Ketimpangan pembangunan
yang khususnya terjadi di daerah,
terlebih daerah-daerah yang termasuk dalam kawasan daerah tertinggal sangat memerlukan perhatian serta penanganan dari pemerintah sebagai penggerak ekonomi sehingga ketimpangan pembangunan yang terjadi dapat diminimalisir dari tahun ke tahun. Penelitian yang pernah dilakukan oleh Nurhuda, dkk (2013) dengan judul “Analisis Ketimpangan Pembangunan (Studi Kasus Provinsi Jawa Timur tahun 2005 – 2011)” menggunakan alat analisis Index Williamson, Hipotesis Kuznets dan Regresi Berganda. Ketimpangan pembangunan sebagai variabel dependen dan pendapatan asli daerah, dana alokasi umum, pendapatan per kapita, indeks pembangunan manusia sebagai variabel independen. Dengan hasil ketimpangan di Provinsi Jawa Timur tergolong rendah dikarenakan nilai Index Williamson mendekati nol (0). Penelitian yang juga pernah dilakukan oleh Marqin pada tahun 2011 dengan judul “Analisis Disparitas Pendapatan Antar Daerah di Jawa Barat” menggunakan alat analisis Data Panel dengan metode Fixed Effect dan Time Series tahun 2000 – 2005. Dengan hasil menunjukkan bahwa dari 25 kabupaten dan kota, ada 8 daerah yang terdiri dari 7 kabupaten dan satu kota yang memiliki Indeks Williamson yang lebih besar dari rata-rata di Jawa Barat berdasarkan kabupaten/kota. Sementara itu hasil estimasi menunjukkan bahwa pertumbuhan ekonomi berpengaruh signifikan terhadap disparitas pendapatan.

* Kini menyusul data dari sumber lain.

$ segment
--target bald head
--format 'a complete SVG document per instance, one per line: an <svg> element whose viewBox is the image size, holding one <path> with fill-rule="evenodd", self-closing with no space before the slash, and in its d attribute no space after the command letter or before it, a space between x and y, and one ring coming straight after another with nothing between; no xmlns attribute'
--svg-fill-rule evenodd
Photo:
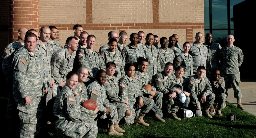
<svg viewBox="0 0 256 138"><path fill-rule="evenodd" d="M228 42L227 46L229 47L231 47L234 45L234 42L235 41L235 39L234 36L231 34L228 35L227 37L227 42Z"/></svg>
<svg viewBox="0 0 256 138"><path fill-rule="evenodd" d="M18 42L21 43L24 43L25 35L26 35L26 32L27 31L28 29L24 27L22 27L19 29L18 31Z"/></svg>
<svg viewBox="0 0 256 138"><path fill-rule="evenodd" d="M212 42L212 35L211 34L208 33L205 35L205 42L207 45L209 45Z"/></svg>

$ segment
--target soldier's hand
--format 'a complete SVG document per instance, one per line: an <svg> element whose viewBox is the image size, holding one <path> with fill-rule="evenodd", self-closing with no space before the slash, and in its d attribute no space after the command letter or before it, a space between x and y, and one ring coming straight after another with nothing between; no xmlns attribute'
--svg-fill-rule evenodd
<svg viewBox="0 0 256 138"><path fill-rule="evenodd" d="M31 99L30 96L28 96L25 97L25 105L30 105L31 104Z"/></svg>
<svg viewBox="0 0 256 138"><path fill-rule="evenodd" d="M131 115L131 111L130 110L126 111L126 115L128 116Z"/></svg>
<svg viewBox="0 0 256 138"><path fill-rule="evenodd" d="M202 103L202 104L203 104L206 101L206 96L205 95L205 94L203 93L202 95L202 98L201 98L201 101L200 102L201 103Z"/></svg>
<svg viewBox="0 0 256 138"><path fill-rule="evenodd" d="M214 107L213 105L212 105L211 106L210 108L210 109L209 110L209 111L211 112L213 112L213 111L214 111Z"/></svg>
<svg viewBox="0 0 256 138"><path fill-rule="evenodd" d="M46 95L47 95L48 93L48 89L47 88L47 87L46 87L45 90L44 90L44 94Z"/></svg>
<svg viewBox="0 0 256 138"><path fill-rule="evenodd" d="M95 109L94 109L94 114L96 115L96 114L97 114L98 112L98 111L99 111L99 106L98 106L97 105L97 107L96 107L96 108L95 108Z"/></svg>
<svg viewBox="0 0 256 138"><path fill-rule="evenodd" d="M143 106L143 98L142 97L140 97L139 99L139 108L140 108Z"/></svg>
<svg viewBox="0 0 256 138"><path fill-rule="evenodd" d="M54 81L51 81L51 84L50 85L50 86L51 87L51 88L52 88L53 87L53 86L54 86Z"/></svg>
<svg viewBox="0 0 256 138"><path fill-rule="evenodd" d="M124 103L126 104L126 105L129 105L129 103L128 103L128 101L126 100L124 100Z"/></svg>
<svg viewBox="0 0 256 138"><path fill-rule="evenodd" d="M152 96L153 97L155 96L155 95L156 95L156 91L151 91L150 92L150 95Z"/></svg>
<svg viewBox="0 0 256 138"><path fill-rule="evenodd" d="M110 108L109 107L108 107L108 106L106 106L105 107L107 109L107 110L106 111L106 113L107 114L107 115L111 111L111 110L110 109Z"/></svg>
<svg viewBox="0 0 256 138"><path fill-rule="evenodd" d="M169 98L171 98L172 99L173 98L174 98L175 97L175 96L176 96L176 93L174 92L171 94L170 96L169 97Z"/></svg>

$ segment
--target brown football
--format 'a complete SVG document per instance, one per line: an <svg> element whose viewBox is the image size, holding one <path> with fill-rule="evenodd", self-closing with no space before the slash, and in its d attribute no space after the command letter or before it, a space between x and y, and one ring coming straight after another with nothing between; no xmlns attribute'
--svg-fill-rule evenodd
<svg viewBox="0 0 256 138"><path fill-rule="evenodd" d="M97 104L93 100L89 99L83 103L83 107L87 109L94 110L97 107Z"/></svg>
<svg viewBox="0 0 256 138"><path fill-rule="evenodd" d="M145 86L145 90L151 91L152 90L152 86L150 84L147 84Z"/></svg>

Penelitian lain yang dilakukan oleh Ni Putu Valentiana Shanty Putri pada tahun 2014 yang berjudul “Pengaruh Pendapatan Asli Daerah, Dana Alokasi Umum dan Belanja Modal Terhadap Ketimpangan Distribusi Pendapatan” data sekunder menggunakan data panel dengan hasil variabel PAD dan DAU berpengaruh
positif
dan
signfikan
terhadap
ketimpangan
distribusi
pendapatan sedangkan variabel belanja daerah berpengaruh negatif dan signifikan terhadap ketimpangan distribusi pendapatan. Berdasarkan latar belakang di atas maka penulis hendak melakukan penelitian dengan Judul “Analisis Disparitas Ekonomi Pembangunan di Provinsi Bengkulu (Studi Kasus antar Kabupaten/Kota di Provinsi Bengkulu Tahun 2010 - 2015)”.

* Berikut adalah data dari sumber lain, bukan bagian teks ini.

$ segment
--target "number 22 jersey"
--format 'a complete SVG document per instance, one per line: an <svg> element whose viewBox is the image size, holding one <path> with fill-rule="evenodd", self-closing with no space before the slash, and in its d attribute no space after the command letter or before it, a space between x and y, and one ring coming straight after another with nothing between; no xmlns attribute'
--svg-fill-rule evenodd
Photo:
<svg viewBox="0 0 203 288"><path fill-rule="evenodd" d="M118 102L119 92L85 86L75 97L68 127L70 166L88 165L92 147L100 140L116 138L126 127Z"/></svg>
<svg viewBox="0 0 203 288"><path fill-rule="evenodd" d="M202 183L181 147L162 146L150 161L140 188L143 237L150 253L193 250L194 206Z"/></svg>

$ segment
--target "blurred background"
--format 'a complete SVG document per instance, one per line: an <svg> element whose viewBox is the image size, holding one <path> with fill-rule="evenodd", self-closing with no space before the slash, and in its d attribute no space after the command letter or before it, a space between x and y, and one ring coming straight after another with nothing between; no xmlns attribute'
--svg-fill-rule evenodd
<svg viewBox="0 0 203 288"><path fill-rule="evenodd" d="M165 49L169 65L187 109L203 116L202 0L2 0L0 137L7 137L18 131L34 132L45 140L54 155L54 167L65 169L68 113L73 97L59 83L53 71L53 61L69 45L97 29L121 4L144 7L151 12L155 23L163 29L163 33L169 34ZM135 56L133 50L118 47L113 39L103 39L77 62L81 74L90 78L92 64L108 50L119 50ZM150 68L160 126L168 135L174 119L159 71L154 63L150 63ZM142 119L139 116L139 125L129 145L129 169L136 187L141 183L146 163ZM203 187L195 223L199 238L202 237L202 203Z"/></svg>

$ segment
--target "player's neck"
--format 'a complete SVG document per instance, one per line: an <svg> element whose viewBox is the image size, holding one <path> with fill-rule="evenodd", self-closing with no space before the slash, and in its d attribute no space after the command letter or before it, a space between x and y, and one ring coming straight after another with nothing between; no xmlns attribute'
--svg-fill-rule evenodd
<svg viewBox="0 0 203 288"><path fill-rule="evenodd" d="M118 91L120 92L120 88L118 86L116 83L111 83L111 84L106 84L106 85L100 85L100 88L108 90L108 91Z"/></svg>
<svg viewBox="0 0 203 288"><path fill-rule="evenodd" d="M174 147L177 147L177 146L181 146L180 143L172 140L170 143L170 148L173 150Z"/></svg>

B. Rumusan Masalah Peningkatan disparitas ekonomi pembangunan antar wilayah tampaknya akan terus memberikan dampak yang kurang baik bagi perekonomian. Terlihat pada salah satu provinsi di Indonesia yaitu Provinsi Bengkulu yang perekonomiannya semakin menimpang antar Kabupaten/Kota. Berdasarkan paparan yang dikemukakan di atas, maka muncul pertanyaan dalam penelitian ini yaitu bagaimana variabel indeks pembangunan manusia, jumlah penduduk, pertumbuhan ekonomi dan pendapatan asli daerah dapat berpengaruh terhadap disparitas ekonomi pembangunan.
C. Tujuan Penulisan Penelitian yang berjudul “Analisis Disparitas Ekonomi Pembangunan di Provinsi Bengkulu (Studi Kasus antar Kabupaten/Kota di Provinsi Bengkulu Tahun 2010 - 2015)” bertujuan untuk : 1. Mengetahui seberapa besar pengaruh indeks pembangunan manusia terhadap ketimpangan ekonomi di Kabupaten/Kota Bengkulu ? 2. Mengetahui seberapa besar pengaruh jumlah penduduk terhadap ketimpangan ekonomi di Kabupaten/Kota Bengkulu ? 3. Mengetahui seberapa besar pengaruh pertumbuhan ekonomi terhadap ketimpangan ekonomi di Kabupaten/Kota Bengkulu ? 4. Mengetahui seberapa besar pengaruh pendapatan asli daerah terhadap ketimpangan ekonomi di Kabupaten/Kota Bengkulu ?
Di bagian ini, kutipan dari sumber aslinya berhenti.